1. std::bind
std::bind will copy all parameters, even if it is an lvalue reference. std::thread is the best example, std::ref is also introduced for std::bind
The first parameter of std::bind is the function name. When a normal function is used as an actual parameter, it will be implicitly converted into a function pointer. When binding a class member function, the first parameter represents the pointer of the object’s member function, and the second parameter represents the address of the object. Because the compiler does not implicitly convert the object’s member functions into function pointers, you must add & amp; before the object’s member functions.

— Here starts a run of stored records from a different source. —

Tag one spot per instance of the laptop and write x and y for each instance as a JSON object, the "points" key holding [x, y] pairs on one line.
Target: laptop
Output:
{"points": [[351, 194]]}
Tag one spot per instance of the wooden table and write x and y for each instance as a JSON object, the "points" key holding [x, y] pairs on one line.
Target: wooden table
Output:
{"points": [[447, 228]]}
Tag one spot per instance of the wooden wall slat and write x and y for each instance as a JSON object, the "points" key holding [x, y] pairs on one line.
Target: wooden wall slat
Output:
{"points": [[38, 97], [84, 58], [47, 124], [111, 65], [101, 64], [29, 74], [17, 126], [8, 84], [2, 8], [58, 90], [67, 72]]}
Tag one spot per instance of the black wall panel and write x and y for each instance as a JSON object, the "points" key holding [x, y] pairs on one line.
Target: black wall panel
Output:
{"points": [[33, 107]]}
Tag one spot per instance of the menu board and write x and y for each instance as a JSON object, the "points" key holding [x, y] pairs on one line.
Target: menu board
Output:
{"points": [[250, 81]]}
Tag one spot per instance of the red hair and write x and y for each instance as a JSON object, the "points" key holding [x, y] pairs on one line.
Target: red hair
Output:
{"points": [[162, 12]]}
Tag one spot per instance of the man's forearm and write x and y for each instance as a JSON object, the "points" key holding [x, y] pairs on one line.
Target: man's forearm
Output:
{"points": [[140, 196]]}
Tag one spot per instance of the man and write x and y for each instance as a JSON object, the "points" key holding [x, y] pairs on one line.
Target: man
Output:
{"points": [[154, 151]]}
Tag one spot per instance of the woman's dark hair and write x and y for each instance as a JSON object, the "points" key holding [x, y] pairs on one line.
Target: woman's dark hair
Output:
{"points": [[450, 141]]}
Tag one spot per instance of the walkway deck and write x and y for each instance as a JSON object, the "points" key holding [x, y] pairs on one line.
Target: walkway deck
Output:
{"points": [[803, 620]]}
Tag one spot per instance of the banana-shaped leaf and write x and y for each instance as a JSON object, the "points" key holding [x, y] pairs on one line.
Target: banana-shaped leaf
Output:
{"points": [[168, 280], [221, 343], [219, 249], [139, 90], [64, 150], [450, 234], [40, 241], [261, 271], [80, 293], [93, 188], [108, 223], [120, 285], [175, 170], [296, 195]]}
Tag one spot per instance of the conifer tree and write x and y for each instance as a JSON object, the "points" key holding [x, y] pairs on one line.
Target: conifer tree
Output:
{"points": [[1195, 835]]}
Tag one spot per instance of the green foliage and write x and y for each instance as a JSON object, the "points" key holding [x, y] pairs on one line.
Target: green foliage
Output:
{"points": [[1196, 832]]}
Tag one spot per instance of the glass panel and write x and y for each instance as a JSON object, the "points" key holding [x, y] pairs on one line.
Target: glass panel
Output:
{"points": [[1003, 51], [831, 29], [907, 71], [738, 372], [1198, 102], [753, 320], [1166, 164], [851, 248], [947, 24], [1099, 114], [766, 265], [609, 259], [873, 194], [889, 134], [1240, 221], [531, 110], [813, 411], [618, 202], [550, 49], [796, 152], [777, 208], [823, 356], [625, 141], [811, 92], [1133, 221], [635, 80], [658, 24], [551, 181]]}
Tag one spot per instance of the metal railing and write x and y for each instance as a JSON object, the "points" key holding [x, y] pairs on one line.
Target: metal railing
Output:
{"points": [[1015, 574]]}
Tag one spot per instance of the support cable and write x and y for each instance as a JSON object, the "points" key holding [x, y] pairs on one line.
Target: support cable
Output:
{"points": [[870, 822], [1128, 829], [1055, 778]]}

std::bind and std::placeholders
placeholders are placeholders. Indicates the parameter position in the new function object (what std::bind returns) (_2: indicates the second actual parameter). When a new function object is called, the new function object calls the called function, and its arguments are passed to the called function’s argument list holding placeholders corresponding to positions in the new function object.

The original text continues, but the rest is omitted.